CULTURE • La chorégraphe pulliérane Sara Buncic a monté un projet culturel et inclusif en proposant des ateliers de danse ainsi que la création d’un spectacle à des personnes aveugles et malvoyantes. Une expérience enrichissante qui se réitérera dès septembre.
Un spectacle de danse se vit avec tous les sens. Mais comment réussir à le percevoir lorsqu’il vous manque le plus sollicité de tous, la vue? Et comment se déplacer et se mouvoir avec d’autres? La chorégraphe Sara Buncic a voulu relever ce double défi. Le projet de la compagnie de danse Elidé a proposé, de mars à mai 2024, des ateliers de danse contemporaine et de création chorégraphique aux personnes aveugles et malvoyantes. Deuxième pan du projet: créer un spectacle de danse avec elles mais qui soit également accessible à toute personne déficiente visuellement. Sa particularité: la représentation s’est déroulée dans le noir afin que tout le monde soit placé au même niveau», commente Sara Buncic.
Faire ressentir la danse
«Mon grand-père est devenu aveugle en raison d’un glaucome, poursuit-elle. Je l’ai vu devoir tout réapprendre, comme une chorégraphie… Après l’un de mes spectacles, il m’a dit qu’il l’avait trouvé très beau, même sans l’avoir vu. Il l’avait ressenti.» C’est cette expérience qui a inspiré le projet de la Tessinoise d’origine. Alors comment fait-on pour faire «voir» un spectacle de danse à des personnes aveugles? La fondatrice de la compagnie Elidé a dû trouver des astuces, à l’aide des six participants aux ateliers qui se sont déroulés au Théâtre Sévelin 36. «Nous avons beaucoup utilisé le son, explique-t-elle. En amplifiant les mouvements et les déplacements, et les changements de rythme dans la respiration. Mais aussi en choisissant des costumes dont la matière émet du bruit lors des mouvements, et en utilisant le toucher, par exemple en frappant des parties du corps.»
Le handicap? Pas un frein
Graham Lawrence, 73 ans, a participé à tous les ateliers, ainsi qu’aux répétitions et au spectacle qui s’est tenu le 2 juin à la Maison de Quartier de Chailly. Il souffre depuis trois ans d’une dégénérescence maculaire liée à l’âge qui provoque progressivement la perte de la vision centrale. «Avec le handicap, nous faisons différemment mais ce n’est pas un frein à la créativité, au contraire».
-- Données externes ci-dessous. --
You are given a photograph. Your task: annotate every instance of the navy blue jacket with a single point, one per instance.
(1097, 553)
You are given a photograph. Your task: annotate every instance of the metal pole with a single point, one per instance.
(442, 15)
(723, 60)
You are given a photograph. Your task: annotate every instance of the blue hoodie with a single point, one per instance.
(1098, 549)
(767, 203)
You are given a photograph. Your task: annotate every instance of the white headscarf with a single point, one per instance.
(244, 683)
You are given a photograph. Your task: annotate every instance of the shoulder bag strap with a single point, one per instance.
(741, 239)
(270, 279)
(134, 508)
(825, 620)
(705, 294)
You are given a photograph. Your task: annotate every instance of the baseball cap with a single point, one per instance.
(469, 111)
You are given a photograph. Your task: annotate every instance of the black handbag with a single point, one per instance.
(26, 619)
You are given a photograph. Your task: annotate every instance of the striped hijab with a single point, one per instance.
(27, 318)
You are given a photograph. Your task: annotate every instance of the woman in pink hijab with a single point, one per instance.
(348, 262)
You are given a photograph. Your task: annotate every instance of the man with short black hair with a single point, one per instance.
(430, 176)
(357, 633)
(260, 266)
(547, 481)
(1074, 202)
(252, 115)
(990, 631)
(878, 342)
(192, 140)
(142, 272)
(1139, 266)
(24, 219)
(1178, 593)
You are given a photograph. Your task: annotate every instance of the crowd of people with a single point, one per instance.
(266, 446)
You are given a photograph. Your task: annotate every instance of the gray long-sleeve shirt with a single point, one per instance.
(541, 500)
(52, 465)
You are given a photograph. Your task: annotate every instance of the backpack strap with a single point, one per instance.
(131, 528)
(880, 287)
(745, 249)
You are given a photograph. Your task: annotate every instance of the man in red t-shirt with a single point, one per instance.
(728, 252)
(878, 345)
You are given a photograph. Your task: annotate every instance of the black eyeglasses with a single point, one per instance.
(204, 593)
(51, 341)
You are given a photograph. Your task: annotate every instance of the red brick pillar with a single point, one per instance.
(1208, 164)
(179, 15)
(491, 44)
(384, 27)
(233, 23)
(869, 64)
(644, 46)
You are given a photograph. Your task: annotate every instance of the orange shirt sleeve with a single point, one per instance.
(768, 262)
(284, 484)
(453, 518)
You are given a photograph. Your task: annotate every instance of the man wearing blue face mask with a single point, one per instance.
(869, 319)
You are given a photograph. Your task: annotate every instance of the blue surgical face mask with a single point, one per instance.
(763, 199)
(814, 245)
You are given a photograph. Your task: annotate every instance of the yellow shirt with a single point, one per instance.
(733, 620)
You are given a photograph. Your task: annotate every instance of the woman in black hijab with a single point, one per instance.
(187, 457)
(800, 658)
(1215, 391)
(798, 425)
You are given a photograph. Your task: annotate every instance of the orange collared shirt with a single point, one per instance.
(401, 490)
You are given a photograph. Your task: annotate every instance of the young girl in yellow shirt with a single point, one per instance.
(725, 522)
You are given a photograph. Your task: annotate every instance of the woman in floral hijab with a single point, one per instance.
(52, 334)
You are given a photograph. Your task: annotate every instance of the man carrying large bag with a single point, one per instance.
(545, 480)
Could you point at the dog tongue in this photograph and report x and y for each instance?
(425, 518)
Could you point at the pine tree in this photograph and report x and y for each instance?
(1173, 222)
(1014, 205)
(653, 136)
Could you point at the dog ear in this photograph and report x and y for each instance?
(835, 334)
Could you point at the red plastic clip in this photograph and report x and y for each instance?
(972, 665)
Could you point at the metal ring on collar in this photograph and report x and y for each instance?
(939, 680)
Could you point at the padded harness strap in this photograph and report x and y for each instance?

Reconnaissant, il qualifie l’approche de Sara d’authentique: «En tant qu’handicapé, on vous laisse souvent les miettes. Ici, nous étions ensemble pour faire, et pas pour que l’on nous apprenne à faire. Ce n’était pas une participation au rabais.» En plus de la quinzaine d’ateliers, les deux participants au spectacle ont en effet répété durant cinq semaines, à raison de quatre à cinq heures par jour. Ils ont d’ailleurs été rémunérés «car c’était un vrai travail», commente la fondatrice de la compagnie Elidé.
Prochains ateliers prévus
Cette première expérience a pu voir le jour notamment grâce au soutien de la Ville de Lausanne dans le cadre de son appel à projets «Participation culturelle». Tout le monde en est sorti si enrichi que Sara Buncic ne compte pas s’arrêter là, même si la suite se fera aux frais de sa compagnie. De nouveaux ateliers sont prévus entre septembre et décembre et un spectacle est d’ores et déjà prévu le 30 octobre au Cube, à Morges.